Today marks the 75th anniversary of D-Day. As you enjoy another day, please think about all of the troops that landed on the Normandy beaches and the sacrifices they made to help end World War II.

The Geer Family is proud to have had one of the greatest generation soldiers in our family. James Gaff is Richard Geer’s Cousin-In-Law and served on that perilous day in 1944.

Jim passed away on January 7, 2015 and is greatly missed by his family and friends. Below is an article highlighting his story as published on January 23, 2015 on jacksonville.com

James Gaff holds The American Spirit Award

June 6, 1944: The Longest Day raged. Swarms of soldiers rushed the coastline of northern France in an effort to quell Germany’s hold. Bullets, from comrades and enemies, pierced the air.

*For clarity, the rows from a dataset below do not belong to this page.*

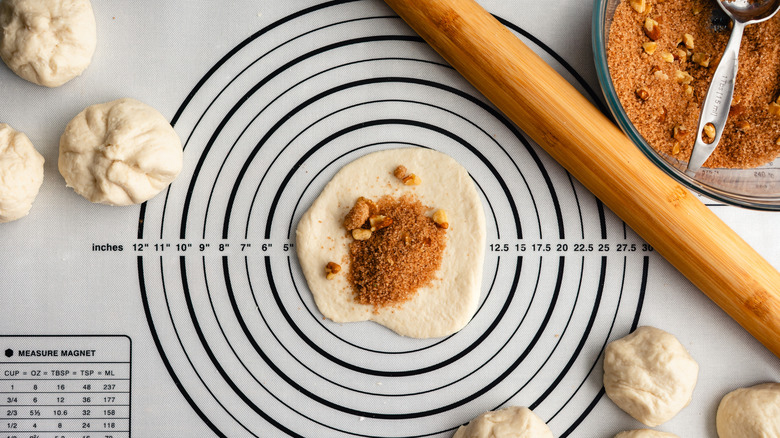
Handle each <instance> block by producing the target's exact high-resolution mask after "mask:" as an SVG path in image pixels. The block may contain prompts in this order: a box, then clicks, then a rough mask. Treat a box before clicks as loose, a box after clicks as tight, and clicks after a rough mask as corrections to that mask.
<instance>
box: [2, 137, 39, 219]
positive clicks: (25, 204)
mask: <svg viewBox="0 0 780 438" xmlns="http://www.w3.org/2000/svg"><path fill="white" fill-rule="evenodd" d="M41 183H43V157H42V156H41V154H39V153H38V151H36V150H35V148H34V147H33V145H32V143H30V140H29V139H28V138H27V136H26V135H24V134H23V133H21V132H17V131H14V130H13V129H12V128H11V127H10V126H8V125H6V124H5V123H0V222H10V221H13V220H16V219H19V218H21V217H24V216H26V215H27V213H29V211H30V207H32V203H33V201H35V197H36V196H37V195H38V189H40V188H41Z"/></svg>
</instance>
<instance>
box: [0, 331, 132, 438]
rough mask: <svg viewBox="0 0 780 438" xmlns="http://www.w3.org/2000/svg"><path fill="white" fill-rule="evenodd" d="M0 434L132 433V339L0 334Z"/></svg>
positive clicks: (42, 434) (37, 436) (121, 337)
mask: <svg viewBox="0 0 780 438" xmlns="http://www.w3.org/2000/svg"><path fill="white" fill-rule="evenodd" d="M0 342H1V343H2V347H0V348H2V349H3V361H2V363H0V393H1V394H2V402H3V409H2V417H1V418H2V420H1V421H2V425H0V430H2V432H0V436H4V437H6V436H7V437H12V436H35V437H55V436H85V435H88V436H113V437H129V436H130V387H131V385H130V382H131V371H130V340H129V339H128V338H126V337H121V336H120V337H117V336H62V337H56V336H40V337H39V336H19V337H8V336H0Z"/></svg>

Amid the fighting and bloodshed, boatswain’s mate James Gaff, just 18, piloted his Higgins boat. For days, for more than 50 round trips, he worked tirelessly. He carried fresh troops to combat, and casualties back to the ship. Vessels sank in the waters around him, but he would an event that would claim about 10,000 Allied lives.

Jim was a Navy coxswain at D-Day and received The Spirit of Hope Award medallion as shown above. The Spirit of Hope Award is presented to individuals or organizations that embody the core values of Mr. Bob Hope, who gave generously to the military men and women for over five decades.

Born in Providence, R.I., on Jan. 25, 1926, Gaff enlisted in the military after his junior year of high school. During his time in the Navy, he participated in the Normandy landings, the Battle of the Bulge and volunteered to join the invasion of Japan. The war ended before he had to make due on his commitment, and Gaff was discharged.

Special for Shorelines This photo shows a 36-foot LCVP – a “Landing Craft, Vehicle, Personnel” or a Higgins boat – like one that D-Day veteran Gaff piloted to the Normandy beaches during World War II.